Processing Semantics

sensitivity_policy is an additional access constraint relative to access: it never broadens access.permissions, data_period, data_holder_filter, client registration, or what law permits. release_authorized operates on the Data Holder's own sensitivity gates — it can satisfy a local rule that conditions release on patient authorization, but it cannot override a rule that does not accept ticket-borne authorization.

Data Holders implementing this profile SHALL:

  1. If sensitivity_policy is present, verify that must_understand includes sensitivity_policy.
  2. Evaluate withhold before release_authorized. If data matches both, withhold wins.
  3. Withhold data matching a withhold category.
  4. Treat data matching a release_authorized category as within the ticket's authorization scope, releasing only if Data Holder policy, law, patient matching, and technical constraints permit.
  5. Apply unlisted_sensitive_data to locally classified sensitive data matching neither list: "withhold" withholds it, "release_authorized" treats it per rule 4, absent or "local_policy" applies local policy.
  6. When classification is uncertain, enforce withhold conservatively (withhold more); never resolve uncertainty in favor of release under rule 4.
  7. If a stated rule cannot be enforced at all, reject with invalid_grant and an appropriate error_description.

This profile does not require Data Holders to reveal whether withheld sensitive data exists.

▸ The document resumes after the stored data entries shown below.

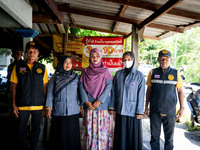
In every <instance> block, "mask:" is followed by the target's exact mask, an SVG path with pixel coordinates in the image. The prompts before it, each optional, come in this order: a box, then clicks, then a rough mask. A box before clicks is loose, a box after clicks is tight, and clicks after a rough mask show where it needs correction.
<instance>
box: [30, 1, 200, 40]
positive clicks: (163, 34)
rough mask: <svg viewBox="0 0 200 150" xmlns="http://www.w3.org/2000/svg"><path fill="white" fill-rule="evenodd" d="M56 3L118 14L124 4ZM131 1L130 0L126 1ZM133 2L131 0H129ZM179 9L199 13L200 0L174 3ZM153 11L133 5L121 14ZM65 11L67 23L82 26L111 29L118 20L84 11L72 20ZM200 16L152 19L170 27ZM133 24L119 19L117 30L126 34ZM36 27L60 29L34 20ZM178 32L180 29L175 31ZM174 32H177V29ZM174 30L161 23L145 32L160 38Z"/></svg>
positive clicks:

Error descriptions and audit entries should not create that disclosure.

Matching Categories

Data Holders MAY match sensitivity categories through:

  • FHIR security labels present on returned resources.
  • Local classifications mapped to the profile-supported coding system.
  • Encounter, department, service-line, order, diagnosis, note-type, or patient-level classifications when local policy treats those as equivalent to the listed category.

Ticket-type profiles that incorporate this profile SHOULD define which code systems and local mappings are in scope.

Issuer Requirements

Issuers using this profile SHALL:

  • Include sensitivity_policy as a top-level claim and list it in must_understand.
  • Use code systems permitted by the incorporating ticket-type profile or trust framework.
  • Distinguish withholding rules from release authorization in their records: note whether each withhold was patient-requested, client-requested, issuer-imposed, or framework-imposed, and retain the authorization ceremony evidence behind each release_authorized entry.
  • Avoid placing supporting sensitive documents directly in the ticket unless the incorporating profile explicitly requires that evidence.

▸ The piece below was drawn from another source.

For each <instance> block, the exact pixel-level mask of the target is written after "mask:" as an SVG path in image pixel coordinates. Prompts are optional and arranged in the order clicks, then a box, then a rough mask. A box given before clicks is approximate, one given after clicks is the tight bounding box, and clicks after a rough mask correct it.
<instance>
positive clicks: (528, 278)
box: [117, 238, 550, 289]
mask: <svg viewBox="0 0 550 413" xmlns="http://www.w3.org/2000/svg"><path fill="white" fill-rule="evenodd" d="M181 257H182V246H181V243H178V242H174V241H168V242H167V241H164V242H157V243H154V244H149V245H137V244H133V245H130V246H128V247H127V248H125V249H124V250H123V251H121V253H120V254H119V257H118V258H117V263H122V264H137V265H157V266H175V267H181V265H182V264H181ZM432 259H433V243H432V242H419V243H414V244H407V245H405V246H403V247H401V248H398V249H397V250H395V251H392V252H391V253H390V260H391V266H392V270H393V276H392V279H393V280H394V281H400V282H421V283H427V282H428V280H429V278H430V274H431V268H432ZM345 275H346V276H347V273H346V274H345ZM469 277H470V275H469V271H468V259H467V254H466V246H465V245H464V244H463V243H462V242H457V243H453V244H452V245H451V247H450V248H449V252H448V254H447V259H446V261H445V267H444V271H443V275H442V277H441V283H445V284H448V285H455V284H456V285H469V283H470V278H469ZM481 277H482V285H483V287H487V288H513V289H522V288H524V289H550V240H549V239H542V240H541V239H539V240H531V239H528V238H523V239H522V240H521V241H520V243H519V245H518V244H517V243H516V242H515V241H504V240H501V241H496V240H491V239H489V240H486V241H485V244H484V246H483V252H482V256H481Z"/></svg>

Relationship to Trust Frameworks

Trust frameworks or ticket-type profiles incorporating this profile should define:

  • Which issuers and ticket types may carry sensitivity_policy, and separately, which may assert release_authorized (the higher-trust direction).
  • Which code systems and codes are accepted.
  • What patient or requester authorization ceremony is required before an issuer may populate release_authorized or unlisted_sensitive_data: "release_authorized".
  • Whether withhold rules may be client-requested, patient-requested, issuer-imposed, or trust-framework-imposed.
  • What evidence the issuer must retain, and how responders may audit issuer compliance.
  • How local mappings from EHR classifications to profile codes are validated or documented.

Open Questions

Open Question (OQ-5A): Disclosure Leakage. How should a Data Holder respond when a category is requested but local policy, law, or patient preference prevents release and the Data Holder should not reveal whether such data exists?

Open Question (OQ-5B): Vocabulary Scope. Should early implementations constrain this profile to v3 Information Sensitivity Policy codes, or also support confidentiality levels, privacy-law codes, or locally profiled value sets?

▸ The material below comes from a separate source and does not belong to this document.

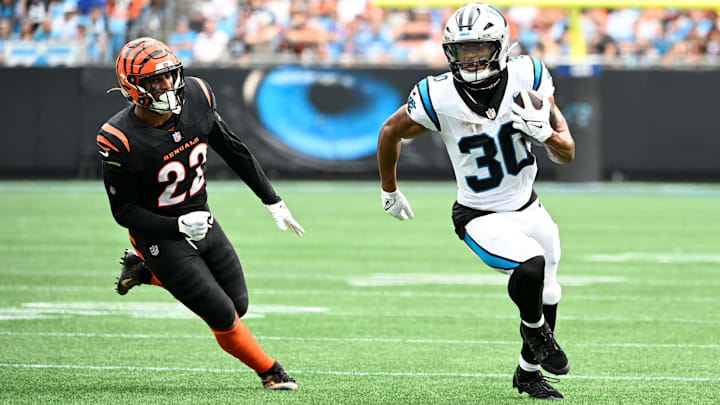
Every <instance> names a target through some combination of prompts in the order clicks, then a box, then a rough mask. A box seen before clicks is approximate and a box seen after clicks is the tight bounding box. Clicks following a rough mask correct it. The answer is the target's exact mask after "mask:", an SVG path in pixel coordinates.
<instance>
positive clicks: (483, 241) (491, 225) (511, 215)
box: [464, 199, 562, 305]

Open Question (OQ-5C): Unknown Classification. Should the profile define an explicit behavior for resources whose sensitivity classification is unknown, or is unlisted_sensitive_data plus conservative withholding sufficient?

Open Question (OQ-5D): Release Authorization Prerequisites. What authorization UX, classification precision, and trust-framework rules does a Data Holder need before honoring release_authorized for a category like 42 CFR Part 2 data, and who certifies that an issuer's ceremony meets the bar?